4 Random Forest Contact Prior

The wealth of successful meta-predictors presented in section 1.2.3 highlights the importance to exploit other sources of information apart from coevolution statistics. Much information about residue interactions is typically contained in single position features that can be predicted from local sequence profiles, such as secondary structure, solvent accessibility or contact number, and in pairwise features such as the contact prediction scores for residue pairs \((i,j)\) from a simple local statistical methods as presented in section 1.2.1.
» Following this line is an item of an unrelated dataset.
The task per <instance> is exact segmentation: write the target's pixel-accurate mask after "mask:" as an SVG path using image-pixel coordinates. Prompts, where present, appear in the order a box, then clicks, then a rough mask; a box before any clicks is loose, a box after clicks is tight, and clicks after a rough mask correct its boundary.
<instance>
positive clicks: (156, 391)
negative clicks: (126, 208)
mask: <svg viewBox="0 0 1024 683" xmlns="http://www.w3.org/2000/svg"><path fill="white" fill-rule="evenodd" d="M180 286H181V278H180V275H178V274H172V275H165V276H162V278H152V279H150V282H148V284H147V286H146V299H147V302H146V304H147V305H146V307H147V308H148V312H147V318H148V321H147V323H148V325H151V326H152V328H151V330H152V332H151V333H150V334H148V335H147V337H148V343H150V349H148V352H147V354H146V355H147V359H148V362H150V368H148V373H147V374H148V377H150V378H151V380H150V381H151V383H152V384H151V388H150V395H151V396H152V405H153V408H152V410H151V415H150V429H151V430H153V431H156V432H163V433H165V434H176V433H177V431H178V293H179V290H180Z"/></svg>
For example, predictions of secondary structure elements and solvent accessibility are used by almost all modern machine learning predictors, such as MetaPsicov [84], NeBCon [87], EPSILON-CP [86], PconsC3 [82]. Other frequently used sequence derived features include pairwise contact potentials, sequence separation and conservation measures such as column entropy [84,87,214].
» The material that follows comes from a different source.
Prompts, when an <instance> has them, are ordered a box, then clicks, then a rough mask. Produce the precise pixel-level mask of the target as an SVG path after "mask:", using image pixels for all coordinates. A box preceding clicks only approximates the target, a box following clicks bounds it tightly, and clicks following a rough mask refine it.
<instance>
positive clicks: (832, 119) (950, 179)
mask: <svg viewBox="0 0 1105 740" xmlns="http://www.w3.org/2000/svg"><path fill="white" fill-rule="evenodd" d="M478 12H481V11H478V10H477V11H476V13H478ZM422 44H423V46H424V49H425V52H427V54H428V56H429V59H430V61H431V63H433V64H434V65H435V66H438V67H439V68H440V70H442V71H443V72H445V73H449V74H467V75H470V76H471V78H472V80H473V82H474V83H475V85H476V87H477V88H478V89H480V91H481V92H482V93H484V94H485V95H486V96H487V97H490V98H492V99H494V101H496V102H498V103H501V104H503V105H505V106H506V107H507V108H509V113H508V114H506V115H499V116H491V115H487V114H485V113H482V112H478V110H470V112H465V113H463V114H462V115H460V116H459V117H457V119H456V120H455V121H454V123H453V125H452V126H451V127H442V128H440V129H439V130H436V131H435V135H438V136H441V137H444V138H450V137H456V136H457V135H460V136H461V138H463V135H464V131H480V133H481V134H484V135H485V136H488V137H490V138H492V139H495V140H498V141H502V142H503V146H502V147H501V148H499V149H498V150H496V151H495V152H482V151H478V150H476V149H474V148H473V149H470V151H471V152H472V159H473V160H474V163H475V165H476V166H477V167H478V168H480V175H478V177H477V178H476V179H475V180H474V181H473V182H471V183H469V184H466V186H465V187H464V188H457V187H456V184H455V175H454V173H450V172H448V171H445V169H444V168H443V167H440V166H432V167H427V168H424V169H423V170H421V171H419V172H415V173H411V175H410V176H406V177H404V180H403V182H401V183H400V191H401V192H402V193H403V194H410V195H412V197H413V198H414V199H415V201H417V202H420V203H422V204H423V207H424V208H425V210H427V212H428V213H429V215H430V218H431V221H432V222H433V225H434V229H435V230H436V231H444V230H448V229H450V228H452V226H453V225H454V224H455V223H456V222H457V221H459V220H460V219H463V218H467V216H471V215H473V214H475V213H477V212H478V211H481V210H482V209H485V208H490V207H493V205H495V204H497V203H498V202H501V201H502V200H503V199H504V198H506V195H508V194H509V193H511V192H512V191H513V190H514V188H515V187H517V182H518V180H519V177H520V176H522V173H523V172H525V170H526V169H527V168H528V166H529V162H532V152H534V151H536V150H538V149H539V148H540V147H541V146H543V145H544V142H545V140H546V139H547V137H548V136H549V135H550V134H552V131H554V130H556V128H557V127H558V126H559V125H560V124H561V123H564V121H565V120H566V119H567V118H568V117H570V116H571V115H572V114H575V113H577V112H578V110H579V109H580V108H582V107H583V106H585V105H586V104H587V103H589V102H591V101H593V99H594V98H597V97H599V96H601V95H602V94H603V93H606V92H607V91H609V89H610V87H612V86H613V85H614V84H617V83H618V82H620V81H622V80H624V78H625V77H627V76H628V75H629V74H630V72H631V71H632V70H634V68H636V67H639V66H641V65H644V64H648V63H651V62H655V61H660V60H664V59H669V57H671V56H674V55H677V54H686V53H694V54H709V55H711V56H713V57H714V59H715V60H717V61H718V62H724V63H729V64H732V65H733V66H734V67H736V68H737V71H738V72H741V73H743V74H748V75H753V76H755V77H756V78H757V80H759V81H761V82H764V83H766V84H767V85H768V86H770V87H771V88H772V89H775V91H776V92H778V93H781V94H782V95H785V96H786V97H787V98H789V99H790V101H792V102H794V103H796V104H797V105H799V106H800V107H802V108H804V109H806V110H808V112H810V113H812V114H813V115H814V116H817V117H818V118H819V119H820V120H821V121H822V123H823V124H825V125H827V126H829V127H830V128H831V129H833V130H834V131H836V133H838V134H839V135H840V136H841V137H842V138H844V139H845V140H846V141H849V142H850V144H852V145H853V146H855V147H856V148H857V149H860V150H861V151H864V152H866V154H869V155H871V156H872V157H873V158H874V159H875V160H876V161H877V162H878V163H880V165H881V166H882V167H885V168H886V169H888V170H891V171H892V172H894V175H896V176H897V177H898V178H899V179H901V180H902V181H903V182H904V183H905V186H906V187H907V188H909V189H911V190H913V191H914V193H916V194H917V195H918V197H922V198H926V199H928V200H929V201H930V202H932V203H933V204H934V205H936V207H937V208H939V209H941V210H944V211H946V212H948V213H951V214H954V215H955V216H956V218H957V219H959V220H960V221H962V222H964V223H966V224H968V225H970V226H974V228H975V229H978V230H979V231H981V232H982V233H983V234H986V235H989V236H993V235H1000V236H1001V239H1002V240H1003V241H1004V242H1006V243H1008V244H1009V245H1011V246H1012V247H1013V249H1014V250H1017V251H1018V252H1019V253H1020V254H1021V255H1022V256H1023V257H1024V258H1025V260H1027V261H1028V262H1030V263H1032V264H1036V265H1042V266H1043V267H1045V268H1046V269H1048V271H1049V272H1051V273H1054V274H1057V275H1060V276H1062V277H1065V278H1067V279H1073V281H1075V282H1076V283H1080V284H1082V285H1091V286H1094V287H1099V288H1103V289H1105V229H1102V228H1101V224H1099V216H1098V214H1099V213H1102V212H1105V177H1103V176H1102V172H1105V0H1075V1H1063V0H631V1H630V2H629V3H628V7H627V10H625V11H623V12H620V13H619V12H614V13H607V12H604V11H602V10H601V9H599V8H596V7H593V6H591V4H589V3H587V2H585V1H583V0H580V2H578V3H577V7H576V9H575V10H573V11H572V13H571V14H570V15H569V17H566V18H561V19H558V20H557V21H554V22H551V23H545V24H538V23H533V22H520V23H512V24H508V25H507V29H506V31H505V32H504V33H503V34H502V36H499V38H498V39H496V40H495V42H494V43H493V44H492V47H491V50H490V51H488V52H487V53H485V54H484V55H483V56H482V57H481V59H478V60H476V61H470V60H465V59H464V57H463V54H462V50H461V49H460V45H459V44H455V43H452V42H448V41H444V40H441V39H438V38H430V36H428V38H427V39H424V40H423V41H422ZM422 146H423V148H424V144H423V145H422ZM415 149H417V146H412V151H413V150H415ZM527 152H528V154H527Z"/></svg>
In the following sections I present a random forest classifier that uses sequence derived features to distinguish contacts from non-contacts. Methods section 4.6.1 lists all features used to train the classifier including the aforementioned standard features as well as some novel features.

The probabilistic predictions of the random forest model can be introduced directly as prior information into the Bayesian statistical model that will be presented in the next section 5 to improve the overall prediction accuracy in terms of posterior probabilities. Furthermore, contact scores from coevolution methods can be added as additional feature to the random forest model in order to elucidate how much the combined information improves prediction accuracy over the single methods.

References

84. Jones, D.T., Singh, T., Kosciolek, T., and Tetchner, S. (2015). MetaPSICOV: combining coevolution methods for accurate prediction of contacts and long range hydrogen bonding in proteins. Bioinformatics 31, 999–1006.
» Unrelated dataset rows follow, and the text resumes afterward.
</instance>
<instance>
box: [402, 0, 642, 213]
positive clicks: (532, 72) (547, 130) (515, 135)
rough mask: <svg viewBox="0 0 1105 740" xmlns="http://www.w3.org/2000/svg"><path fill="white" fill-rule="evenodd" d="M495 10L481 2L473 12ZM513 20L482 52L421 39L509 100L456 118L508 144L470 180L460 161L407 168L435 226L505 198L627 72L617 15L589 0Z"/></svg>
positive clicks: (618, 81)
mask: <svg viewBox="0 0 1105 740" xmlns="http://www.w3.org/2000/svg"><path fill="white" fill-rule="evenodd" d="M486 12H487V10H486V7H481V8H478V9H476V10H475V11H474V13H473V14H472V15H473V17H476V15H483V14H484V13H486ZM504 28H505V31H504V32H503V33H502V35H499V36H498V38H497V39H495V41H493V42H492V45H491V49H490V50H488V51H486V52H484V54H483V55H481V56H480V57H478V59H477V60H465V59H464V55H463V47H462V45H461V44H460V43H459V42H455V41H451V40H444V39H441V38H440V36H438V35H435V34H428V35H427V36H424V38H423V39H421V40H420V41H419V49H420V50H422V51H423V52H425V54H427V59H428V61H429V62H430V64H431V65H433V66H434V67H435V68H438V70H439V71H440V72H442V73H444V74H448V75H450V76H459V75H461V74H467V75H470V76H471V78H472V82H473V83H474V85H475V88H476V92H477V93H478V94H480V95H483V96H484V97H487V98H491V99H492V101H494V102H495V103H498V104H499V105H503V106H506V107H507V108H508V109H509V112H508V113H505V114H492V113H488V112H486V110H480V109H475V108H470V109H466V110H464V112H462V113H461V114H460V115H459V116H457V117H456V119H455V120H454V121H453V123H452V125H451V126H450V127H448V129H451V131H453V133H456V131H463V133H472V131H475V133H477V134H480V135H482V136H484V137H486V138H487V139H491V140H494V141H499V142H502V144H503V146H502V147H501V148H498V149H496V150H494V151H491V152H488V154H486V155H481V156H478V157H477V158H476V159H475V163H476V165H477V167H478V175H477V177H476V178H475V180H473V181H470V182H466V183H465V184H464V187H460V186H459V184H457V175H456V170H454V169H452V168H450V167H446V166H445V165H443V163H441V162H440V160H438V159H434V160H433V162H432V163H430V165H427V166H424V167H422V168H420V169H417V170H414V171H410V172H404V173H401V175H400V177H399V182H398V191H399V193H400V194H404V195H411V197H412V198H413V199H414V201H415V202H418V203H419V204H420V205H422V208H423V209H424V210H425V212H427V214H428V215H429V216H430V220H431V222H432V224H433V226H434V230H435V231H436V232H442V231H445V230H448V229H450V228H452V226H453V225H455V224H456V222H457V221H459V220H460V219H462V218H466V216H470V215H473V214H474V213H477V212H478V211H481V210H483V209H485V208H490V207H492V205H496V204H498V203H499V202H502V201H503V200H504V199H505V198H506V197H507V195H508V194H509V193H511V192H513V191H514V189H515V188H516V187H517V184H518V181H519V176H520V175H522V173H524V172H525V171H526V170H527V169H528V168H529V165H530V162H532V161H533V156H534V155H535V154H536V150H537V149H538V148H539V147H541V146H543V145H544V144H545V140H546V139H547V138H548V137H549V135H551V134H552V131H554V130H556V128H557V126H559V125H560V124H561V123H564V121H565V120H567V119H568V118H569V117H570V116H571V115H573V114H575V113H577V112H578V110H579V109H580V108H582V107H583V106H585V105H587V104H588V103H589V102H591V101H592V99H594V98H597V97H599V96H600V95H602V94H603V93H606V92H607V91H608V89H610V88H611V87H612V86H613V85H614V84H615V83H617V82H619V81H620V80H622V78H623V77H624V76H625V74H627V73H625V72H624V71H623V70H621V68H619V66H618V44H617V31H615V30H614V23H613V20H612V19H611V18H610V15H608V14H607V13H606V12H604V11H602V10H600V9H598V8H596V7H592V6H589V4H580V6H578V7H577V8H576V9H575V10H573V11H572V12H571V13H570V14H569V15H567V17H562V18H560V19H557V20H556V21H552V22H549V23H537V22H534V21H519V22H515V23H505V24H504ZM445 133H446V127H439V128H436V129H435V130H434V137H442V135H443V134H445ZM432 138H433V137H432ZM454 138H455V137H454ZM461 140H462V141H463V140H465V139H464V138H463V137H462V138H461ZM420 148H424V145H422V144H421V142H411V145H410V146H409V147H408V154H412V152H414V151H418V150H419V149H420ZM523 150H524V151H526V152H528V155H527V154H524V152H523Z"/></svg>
87. He, B., Mortuza, S.M., Wang, Y., Shen, H.-B., and Zhang, Y. (2017). NeBcon: Protein contact map prediction using neural network training coupled with naïve Bayes classifiers. Bioinformatics., doi: 10.1093/bioinformatics/btx164.

86. Stahl, K., Schneider, M., and Brock, O. (2017). EPSILON-CP: using deep learning to combine information from multiple sources for protein contact prediction. BMC Bioinformatics 18, 303., doi: 10.1186/s12859-017-1713-x.

82. Skwark, M.J., Michel, M., Menendez Hurtado, D., Ekeberg, M., and Elofsson, A. (2016). Accurate contact predictions for thousands of protein families using PconsC3. bioRxiv.

214. Ma, J., Wang, S., Wang, Z., and Xu, J. (2015). Protein contact prediction by integrating joint evolutionary coupling analysis and supervised learning. Bioinformatics, btv472.